From these properties follows that if you take any linear combination of sequences of binomial coefficient they can be reduced to zero by applying differences.
With this discovery new questions arose. Are there any other sequences that these which can be reduced to zero? And which sequences are the linear combinations of sequences of binomial coefficients? You might have guessed the answer to the second question. These should be the polynomials. But such statement requires a proof.
Problem 2.4
Prove or disprove that the linear combination of sequences of binomial coefficients are the same as the polynomials.
The solution displays when you hover above it.
This proof should have two parts. The verification that all sequences of binomial coefficients can be written as polynomials and that all the power sequences can be written as a linear combination of sequences of binomial coefficients.
The first part is quite easy. A binomial coefficient of class k is by definition a product of k polynomials of degree 1. It is therefore a polynomial of degree k.

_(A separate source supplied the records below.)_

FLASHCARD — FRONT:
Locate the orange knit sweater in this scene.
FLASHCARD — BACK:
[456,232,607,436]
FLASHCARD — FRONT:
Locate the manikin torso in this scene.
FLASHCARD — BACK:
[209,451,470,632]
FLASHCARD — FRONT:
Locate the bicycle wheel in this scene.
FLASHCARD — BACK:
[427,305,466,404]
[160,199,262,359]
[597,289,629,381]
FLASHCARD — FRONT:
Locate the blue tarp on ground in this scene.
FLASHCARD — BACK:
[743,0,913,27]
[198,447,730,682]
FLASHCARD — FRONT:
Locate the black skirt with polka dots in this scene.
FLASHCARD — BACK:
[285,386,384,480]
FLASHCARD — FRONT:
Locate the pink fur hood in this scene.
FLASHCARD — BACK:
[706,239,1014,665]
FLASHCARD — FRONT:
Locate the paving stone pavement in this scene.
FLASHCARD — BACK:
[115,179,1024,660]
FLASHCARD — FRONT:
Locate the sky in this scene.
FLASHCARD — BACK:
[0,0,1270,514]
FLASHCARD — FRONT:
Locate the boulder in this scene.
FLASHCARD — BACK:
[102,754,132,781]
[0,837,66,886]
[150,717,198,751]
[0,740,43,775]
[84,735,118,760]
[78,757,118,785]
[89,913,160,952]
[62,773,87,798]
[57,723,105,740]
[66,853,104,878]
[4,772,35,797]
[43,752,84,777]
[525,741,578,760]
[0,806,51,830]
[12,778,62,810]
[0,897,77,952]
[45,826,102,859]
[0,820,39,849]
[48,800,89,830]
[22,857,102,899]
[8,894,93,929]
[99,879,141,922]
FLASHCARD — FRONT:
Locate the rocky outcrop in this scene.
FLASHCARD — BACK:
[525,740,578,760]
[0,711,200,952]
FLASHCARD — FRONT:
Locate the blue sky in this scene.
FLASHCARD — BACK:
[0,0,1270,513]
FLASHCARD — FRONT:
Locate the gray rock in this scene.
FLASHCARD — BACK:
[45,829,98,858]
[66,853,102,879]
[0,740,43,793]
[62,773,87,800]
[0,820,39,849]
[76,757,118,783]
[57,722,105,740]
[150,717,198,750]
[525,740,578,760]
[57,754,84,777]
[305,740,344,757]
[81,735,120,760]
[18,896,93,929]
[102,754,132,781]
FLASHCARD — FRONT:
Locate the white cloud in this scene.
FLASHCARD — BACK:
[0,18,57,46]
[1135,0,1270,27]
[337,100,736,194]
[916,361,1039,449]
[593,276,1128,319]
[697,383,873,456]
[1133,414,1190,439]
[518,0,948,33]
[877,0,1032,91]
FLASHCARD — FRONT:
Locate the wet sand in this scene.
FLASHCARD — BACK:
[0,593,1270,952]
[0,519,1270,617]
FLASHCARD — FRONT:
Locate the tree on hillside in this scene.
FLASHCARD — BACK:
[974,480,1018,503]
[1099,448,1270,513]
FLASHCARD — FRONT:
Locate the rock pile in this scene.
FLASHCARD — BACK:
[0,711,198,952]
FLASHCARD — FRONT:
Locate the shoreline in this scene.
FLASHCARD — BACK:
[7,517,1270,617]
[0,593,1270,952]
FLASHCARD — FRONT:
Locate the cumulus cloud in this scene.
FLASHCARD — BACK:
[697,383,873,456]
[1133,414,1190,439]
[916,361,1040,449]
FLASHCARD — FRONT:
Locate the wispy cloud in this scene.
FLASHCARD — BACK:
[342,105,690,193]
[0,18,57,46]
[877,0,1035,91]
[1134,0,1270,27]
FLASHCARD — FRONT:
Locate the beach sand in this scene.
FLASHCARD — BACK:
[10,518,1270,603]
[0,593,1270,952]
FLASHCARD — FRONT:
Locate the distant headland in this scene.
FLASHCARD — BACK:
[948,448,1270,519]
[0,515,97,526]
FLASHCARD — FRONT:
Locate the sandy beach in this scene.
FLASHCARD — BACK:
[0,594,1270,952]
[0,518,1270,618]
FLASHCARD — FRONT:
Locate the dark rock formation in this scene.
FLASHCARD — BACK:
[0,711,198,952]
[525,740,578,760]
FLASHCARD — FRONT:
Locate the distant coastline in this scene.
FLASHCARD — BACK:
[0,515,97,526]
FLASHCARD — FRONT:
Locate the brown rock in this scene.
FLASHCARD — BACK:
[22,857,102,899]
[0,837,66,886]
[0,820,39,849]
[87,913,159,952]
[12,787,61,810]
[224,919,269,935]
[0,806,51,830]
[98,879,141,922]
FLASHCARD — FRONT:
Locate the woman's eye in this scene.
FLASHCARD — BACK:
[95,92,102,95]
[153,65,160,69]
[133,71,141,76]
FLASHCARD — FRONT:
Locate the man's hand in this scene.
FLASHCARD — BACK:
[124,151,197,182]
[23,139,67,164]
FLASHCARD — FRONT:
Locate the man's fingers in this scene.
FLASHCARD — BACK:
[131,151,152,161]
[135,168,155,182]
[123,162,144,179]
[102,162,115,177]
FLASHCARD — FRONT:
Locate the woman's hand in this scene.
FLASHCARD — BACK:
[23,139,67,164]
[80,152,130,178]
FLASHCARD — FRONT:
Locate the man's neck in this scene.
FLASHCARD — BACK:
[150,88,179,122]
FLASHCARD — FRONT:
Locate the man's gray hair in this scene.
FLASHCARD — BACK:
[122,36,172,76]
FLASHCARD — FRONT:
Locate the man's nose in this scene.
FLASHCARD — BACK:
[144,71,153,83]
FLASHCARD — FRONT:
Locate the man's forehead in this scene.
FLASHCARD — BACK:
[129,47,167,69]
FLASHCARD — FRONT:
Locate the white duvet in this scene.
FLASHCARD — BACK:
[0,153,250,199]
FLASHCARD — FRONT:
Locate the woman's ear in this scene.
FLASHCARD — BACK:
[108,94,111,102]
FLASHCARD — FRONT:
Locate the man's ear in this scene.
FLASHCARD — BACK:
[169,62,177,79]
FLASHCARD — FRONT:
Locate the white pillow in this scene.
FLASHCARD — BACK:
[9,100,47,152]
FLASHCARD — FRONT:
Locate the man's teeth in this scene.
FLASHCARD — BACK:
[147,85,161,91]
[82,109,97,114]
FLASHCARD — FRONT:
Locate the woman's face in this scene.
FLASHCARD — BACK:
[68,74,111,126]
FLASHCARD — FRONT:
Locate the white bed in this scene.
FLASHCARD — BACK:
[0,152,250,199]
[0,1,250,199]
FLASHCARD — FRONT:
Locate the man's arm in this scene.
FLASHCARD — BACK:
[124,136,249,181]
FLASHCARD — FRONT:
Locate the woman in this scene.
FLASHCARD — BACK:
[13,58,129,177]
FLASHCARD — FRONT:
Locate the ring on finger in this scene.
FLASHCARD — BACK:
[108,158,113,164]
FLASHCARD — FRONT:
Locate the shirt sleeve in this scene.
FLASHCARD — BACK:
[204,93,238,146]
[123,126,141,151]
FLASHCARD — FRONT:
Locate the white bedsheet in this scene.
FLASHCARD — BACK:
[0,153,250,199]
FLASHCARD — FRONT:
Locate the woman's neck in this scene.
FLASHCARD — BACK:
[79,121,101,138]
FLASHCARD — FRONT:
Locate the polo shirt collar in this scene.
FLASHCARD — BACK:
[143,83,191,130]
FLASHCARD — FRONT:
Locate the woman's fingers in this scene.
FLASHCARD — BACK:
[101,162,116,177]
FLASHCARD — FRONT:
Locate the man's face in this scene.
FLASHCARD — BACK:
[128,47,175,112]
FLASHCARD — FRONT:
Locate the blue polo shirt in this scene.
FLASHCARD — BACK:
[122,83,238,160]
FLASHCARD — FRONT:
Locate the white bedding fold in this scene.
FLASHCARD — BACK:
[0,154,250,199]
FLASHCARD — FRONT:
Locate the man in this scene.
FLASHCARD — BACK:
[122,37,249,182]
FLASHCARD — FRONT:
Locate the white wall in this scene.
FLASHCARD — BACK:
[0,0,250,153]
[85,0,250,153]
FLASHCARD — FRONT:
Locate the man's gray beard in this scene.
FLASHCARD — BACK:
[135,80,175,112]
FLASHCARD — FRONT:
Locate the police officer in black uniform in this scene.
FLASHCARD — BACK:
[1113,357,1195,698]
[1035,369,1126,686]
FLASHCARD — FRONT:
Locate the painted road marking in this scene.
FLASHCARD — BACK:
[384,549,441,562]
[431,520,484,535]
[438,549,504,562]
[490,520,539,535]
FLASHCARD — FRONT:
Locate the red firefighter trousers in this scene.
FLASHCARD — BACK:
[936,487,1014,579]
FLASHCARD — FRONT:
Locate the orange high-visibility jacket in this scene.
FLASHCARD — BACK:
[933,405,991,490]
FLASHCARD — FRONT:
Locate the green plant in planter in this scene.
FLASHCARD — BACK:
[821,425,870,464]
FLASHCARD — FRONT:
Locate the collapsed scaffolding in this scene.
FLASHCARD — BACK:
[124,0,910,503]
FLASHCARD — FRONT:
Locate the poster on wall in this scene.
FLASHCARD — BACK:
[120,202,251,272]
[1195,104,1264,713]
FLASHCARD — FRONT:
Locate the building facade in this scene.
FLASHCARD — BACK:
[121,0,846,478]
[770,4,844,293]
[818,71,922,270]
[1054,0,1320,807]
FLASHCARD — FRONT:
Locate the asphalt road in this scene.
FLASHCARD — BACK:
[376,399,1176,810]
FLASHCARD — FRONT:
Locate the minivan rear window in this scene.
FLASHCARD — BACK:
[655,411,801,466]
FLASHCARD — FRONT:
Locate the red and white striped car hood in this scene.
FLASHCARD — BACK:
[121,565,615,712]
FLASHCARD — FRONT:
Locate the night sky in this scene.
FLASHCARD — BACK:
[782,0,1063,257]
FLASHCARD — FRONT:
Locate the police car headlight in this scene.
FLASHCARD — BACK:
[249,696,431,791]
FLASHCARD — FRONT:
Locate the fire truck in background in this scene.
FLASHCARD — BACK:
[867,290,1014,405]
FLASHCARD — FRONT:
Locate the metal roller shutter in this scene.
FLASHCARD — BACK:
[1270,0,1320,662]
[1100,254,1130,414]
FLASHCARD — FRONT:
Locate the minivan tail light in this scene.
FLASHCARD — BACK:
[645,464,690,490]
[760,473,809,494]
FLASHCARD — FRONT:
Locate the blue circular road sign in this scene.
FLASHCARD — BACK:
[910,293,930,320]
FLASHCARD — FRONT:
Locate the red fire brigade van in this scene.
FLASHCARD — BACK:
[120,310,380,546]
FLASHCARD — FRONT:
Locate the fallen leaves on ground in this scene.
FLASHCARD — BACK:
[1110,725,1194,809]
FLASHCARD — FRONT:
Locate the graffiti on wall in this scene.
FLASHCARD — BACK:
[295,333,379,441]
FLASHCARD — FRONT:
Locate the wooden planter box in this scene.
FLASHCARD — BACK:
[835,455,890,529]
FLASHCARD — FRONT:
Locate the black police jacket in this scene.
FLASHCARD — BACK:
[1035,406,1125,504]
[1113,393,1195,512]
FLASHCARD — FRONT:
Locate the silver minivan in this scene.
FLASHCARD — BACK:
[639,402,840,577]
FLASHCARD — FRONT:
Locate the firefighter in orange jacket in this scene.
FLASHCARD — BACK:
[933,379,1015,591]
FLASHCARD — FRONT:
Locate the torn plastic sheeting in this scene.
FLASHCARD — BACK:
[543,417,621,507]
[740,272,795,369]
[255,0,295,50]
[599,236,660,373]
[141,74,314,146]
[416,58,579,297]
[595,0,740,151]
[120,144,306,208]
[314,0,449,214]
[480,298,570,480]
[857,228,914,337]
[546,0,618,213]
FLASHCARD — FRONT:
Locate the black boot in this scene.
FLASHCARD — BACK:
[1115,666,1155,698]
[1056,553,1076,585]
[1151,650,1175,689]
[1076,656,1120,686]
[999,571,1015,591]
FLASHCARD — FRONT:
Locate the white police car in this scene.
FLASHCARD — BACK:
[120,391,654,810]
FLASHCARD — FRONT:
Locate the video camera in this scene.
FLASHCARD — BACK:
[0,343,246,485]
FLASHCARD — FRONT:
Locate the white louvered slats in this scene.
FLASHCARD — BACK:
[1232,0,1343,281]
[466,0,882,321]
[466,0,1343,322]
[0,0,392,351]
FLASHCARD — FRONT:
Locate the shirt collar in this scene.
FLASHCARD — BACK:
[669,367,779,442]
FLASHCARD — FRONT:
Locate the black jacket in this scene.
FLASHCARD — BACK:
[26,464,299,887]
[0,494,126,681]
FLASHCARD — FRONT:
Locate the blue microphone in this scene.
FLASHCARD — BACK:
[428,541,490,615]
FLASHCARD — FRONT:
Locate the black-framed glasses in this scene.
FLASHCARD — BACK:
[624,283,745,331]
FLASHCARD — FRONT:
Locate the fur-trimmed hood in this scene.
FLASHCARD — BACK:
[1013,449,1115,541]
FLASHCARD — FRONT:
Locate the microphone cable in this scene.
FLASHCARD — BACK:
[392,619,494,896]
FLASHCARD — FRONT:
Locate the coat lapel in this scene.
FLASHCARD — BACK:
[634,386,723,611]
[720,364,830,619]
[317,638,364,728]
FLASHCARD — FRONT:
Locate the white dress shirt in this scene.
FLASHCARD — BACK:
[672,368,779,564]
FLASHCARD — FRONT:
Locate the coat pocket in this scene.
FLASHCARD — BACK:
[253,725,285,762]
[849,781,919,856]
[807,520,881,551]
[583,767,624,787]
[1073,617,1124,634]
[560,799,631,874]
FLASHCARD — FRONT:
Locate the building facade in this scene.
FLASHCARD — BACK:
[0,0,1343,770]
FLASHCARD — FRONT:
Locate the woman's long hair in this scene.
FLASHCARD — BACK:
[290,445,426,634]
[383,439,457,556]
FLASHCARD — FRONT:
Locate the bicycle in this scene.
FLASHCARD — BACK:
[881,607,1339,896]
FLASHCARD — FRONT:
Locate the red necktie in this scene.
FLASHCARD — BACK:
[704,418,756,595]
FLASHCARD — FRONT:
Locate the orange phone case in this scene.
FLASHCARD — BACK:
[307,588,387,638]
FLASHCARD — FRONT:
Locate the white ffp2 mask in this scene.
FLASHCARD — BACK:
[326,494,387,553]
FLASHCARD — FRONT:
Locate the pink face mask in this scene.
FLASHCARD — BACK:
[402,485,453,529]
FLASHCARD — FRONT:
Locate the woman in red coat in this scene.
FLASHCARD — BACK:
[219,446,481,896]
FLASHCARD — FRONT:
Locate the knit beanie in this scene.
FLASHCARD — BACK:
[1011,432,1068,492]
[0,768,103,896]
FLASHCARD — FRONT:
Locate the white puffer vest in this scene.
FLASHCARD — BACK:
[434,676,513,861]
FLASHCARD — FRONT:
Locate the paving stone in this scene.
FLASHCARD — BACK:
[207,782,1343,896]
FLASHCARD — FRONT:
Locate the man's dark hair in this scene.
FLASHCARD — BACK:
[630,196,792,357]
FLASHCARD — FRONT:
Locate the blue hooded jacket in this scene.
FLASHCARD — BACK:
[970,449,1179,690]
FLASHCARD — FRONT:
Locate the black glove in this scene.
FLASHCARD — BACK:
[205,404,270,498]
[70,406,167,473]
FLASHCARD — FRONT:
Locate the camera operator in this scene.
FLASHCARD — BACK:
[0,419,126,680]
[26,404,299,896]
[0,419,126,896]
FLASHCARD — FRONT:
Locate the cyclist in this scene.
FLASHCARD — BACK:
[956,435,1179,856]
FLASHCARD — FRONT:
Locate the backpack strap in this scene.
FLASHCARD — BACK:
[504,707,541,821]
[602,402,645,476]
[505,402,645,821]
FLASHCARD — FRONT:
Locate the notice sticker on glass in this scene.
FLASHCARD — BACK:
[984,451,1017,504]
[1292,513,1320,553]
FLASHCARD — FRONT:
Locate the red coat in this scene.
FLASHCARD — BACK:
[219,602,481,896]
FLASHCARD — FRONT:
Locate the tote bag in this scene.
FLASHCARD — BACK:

The second part is a bit harder and could've been done using the mathematical induction once again - we can get a polynomial with degree one less if we subtract an appropriate multiple of an appropriate binomial coefficient.
However there is also prettier and perhaps more difficult to understand solution using linear algebra. If you're not familiar with it feel free to skip this.
You want to shove that two vector spaces with two different basis vectors are isomorph. That means that there should be a matrix A which transforms one basis vector to the other and vice versa. You can transform the powers into the binomial coefficients easily - the k-th binomial coefficient is a polynomial of degree k. You therefore have the matrix A for this transformation. Note that as the degree is k in the k-th row, the matrix is bottom triangular and has non zero elements on the diagonal. That means it's regular and therefore has an inverse (which is also a bottom triangular matrix). But its inverse transforms the binomial coefficients into the powers and the two vector spaces are therefore equal.
So all the polynomial sequences can be reduced to zero by taking the difference. You'll see in the next chapter that these are the only sequences with this property.
In this chapter you've seen how to easily take differences of sequences where every element is binomial coefficient of the same class. For any other polynomial it's possible to express it as a linear combination of these sequences and when the coefficient for the linear combination are found, the forward differences of any order can be computed efficiently.
If we combine it with the theorem from the end of the last chapter, we see that up to a constant factor we can compute all the partial sums of these sequences as well.